Inaccurately marketed, the text on the back cover and introduction is at odds with the main content of the book. When I read the back cover it seemed as though the authors were writing a work on comparative religions for the general public, or the common seeker. Certainly they didn’t hide their Christian faith, it was clear in the brief author descriptions provided, but it was never indicated that the thrust of the book was to compare each religion with biblical Christianity. An unknowing reader might be quite surprised to purchase what they felt was a general overview, and encounter a case for Christianity.
This confusion lingered throughout the first portion of the book. The introduction seemed to indicate that the authors would like to help seekers with their spiritual journeys, and they certainly would! Their ultimate purpose is to illuminate the truth and validity of the gospel – an aim I have no quarrel with – but one that is not clearly illustrated in the beginning. While some spiritual seekers who are already being drawn by God to His Son might be interested in this title, those antagonistic to Christianity will not be likely to enjoy this book, or to seek it out. The Lord would certainly find it good for this book to be read by those who don't know Jesus, but they may be confused by to the constant comparisons of each religion to a biblical perspective. As a result, I feel it would have been a better approach to be clearly up front with the marketing; this is primarily a book for Christians who want to learn about the differences present in other religions so that they can understand and possibly reach these people for Christ. It certainly will not aid those interested in picking their own religion from a menu of choices, the perspective I entertained as a young adult.
After a short introduction to the claims of Christianity, Ankerberg and Burroughs move into chapters that outline some of the major differences between religions and Christianity. Though the authors treat Christianity as a religion, I’m about to digress – being a Christian is to have a personal relationship with Christ, not a religion as such, with rules and regulations.
Each chapter outlines a general overview of the religion being discussed and a comparison chart that clearly condenses the explanation the chapter contained. The chart compares belief in: God, Holy Book, Sin, Jesus Christ and Salvation between the specific religion and the biblical perspective. While this is a very clear-cut way to illustrate differences, I did find the biblical perspective side of the chart repetitive. The answers on that side were the same nearly every time, with some slight changes if specific differences in that area needed to be focused upon.

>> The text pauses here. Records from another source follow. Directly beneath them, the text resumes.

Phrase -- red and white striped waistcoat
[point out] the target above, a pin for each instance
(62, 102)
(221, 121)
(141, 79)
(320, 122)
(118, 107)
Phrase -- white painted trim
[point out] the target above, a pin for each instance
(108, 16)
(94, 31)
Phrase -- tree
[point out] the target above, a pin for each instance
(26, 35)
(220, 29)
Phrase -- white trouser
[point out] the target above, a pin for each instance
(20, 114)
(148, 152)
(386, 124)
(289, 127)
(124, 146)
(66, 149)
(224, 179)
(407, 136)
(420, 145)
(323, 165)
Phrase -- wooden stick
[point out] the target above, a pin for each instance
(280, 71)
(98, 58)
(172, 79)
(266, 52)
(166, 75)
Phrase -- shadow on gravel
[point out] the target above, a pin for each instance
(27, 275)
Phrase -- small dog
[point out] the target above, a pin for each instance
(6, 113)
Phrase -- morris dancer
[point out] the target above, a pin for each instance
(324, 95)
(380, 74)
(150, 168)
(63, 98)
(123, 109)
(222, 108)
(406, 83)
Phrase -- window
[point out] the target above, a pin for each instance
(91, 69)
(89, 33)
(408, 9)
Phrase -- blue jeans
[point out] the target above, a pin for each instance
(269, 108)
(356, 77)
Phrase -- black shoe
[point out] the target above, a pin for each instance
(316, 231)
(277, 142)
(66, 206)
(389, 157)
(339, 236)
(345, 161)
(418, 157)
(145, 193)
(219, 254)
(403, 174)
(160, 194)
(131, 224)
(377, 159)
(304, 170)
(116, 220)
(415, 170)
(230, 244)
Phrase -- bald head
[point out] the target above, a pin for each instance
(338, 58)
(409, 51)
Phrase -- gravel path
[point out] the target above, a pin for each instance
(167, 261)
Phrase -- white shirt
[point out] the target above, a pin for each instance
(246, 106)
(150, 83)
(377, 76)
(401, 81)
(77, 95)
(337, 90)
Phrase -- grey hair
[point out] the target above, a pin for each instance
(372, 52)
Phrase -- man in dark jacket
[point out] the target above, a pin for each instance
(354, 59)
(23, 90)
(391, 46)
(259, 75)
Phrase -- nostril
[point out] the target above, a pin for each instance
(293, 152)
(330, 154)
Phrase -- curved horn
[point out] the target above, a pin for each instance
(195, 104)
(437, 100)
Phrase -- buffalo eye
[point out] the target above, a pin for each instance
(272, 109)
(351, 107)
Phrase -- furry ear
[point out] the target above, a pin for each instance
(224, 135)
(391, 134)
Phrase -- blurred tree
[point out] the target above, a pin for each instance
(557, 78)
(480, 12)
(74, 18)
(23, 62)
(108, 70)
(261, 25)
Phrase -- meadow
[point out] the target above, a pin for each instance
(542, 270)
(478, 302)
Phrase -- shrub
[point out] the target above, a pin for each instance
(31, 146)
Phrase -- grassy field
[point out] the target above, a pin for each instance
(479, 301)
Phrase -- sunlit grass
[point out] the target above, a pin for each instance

The first comparative chapter explores the differences between strictly biblical Christianity (re: evangelical, Calvinistic leaning) and Roman Catholicism. As an introductory work there are many differences that are not pointed out, it is an interesting selection and no doubt will prove educational for the evangelical church, yet no conclusion is made. The author’s seem to be inferring that Roman Catholics are similar to Christians, but aren’t willing to make a firm stance once way or the other. The sections on Mormonism and Jehovah Witnesses do draw a clear conclusion that the Jesus of these faiths is very different than the Jesus of the Bible. As you can imagine, this book is further flaming the anxieties of members of these religions who identify themselves as Christians. It is best to read this book carefully, trying to avoid a knee-jerk, emotional reaction to examine the validity of these conclusions. Anyone who does not have a scripture-based faith is sure to feel defensive while reading this title. Despite the controversy arising over their work, I feel that Ankenberg and Burroughs are accurate, at least to the extent of my own readings in apologetics and based upon my own experiences growing up in a Mormon home.